Relationship between interaction geometry and cooperativity measured in H-bonded networks of hydroxyl groups

Abstract

Cooperativity between interactions in H-bonded networks can increase the strengths of H-bonds involving hydroxyl groups by up to 50%. The effect of changing the geometry of an intramolecular hydroxyl–hydroxyl H-bond on cooperativity with an intermolecular hydroxyl·quinuclidine H-bond was quantified by comparing the H-bonding properties of a series of hydroxycresols with the corresponding series of bisphenols. In the hydroxycresols, the intramolecular H-bond forms a 6-membered ring, and X-ray crystallography showed that the H-bond is distorted away from the ideal linear O–H⋯O geometry by up to 35°. In the bisphenols, the intramolecular H-bond forms an 8-membered ring, and the geometry is close to ideal, with the OH bond of the donor pointing directly at the lone pair of the acceptor. The presence of the intramolecular H-bonding interactions in solution was confirmed using ¹H NMR spectroscopy, and NMR titrations were used to measure the association constants for formation 1 : 1 complexes with quinuclidine in n-octane. Compared with the non-cooperative H-bond formed by benzyl alcohol with quinuclidine, the strength of the intermolecular H-bond formed by the hydroxycresols increased by between −8 kJ mol⁻¹ and −14 kJ mol⁻¹, depending on the substituent para to the phenol OH donor. Electron-withdrawing substituents make the phenol a better H-bond donor, and the increase in the strength of the intramolecular H-bond leads to an increase in the strength of the intermolecular H-bond with quinuclidine.
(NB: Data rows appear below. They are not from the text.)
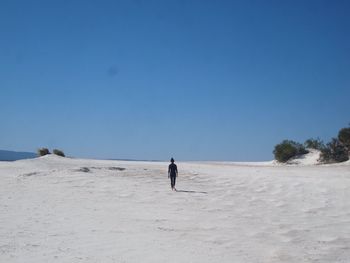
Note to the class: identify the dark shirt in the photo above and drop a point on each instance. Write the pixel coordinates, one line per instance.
(172, 169)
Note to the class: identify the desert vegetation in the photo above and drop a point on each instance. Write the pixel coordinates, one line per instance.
(43, 151)
(287, 150)
(337, 150)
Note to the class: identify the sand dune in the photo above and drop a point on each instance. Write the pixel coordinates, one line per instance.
(55, 209)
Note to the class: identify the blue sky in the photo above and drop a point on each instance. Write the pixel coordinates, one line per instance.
(197, 80)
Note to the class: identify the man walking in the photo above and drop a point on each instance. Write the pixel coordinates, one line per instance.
(172, 174)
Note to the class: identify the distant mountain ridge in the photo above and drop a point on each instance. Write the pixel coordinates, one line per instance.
(13, 156)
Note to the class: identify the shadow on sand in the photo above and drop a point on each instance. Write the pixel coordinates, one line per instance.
(187, 191)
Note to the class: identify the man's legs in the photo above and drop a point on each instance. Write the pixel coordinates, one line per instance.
(173, 180)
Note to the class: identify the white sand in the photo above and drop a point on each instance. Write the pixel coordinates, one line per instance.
(51, 210)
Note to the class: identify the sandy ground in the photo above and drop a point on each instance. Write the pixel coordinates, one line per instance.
(55, 209)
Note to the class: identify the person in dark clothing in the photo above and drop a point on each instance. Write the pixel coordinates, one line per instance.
(172, 173)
For the bisphenols, the cooperative effects were very similar: the substituent effects were practically identical, and the presence of the intramolecular H-bond increased the strength of the intermolecular interaction by between −10 kJ mol⁻¹ and −16 kJ mol⁻¹. The results show that cooperativity in H-bonded networks depends strongly on the polarity of the interacting groups but is relatively insensitive to the precise geometric arrangement.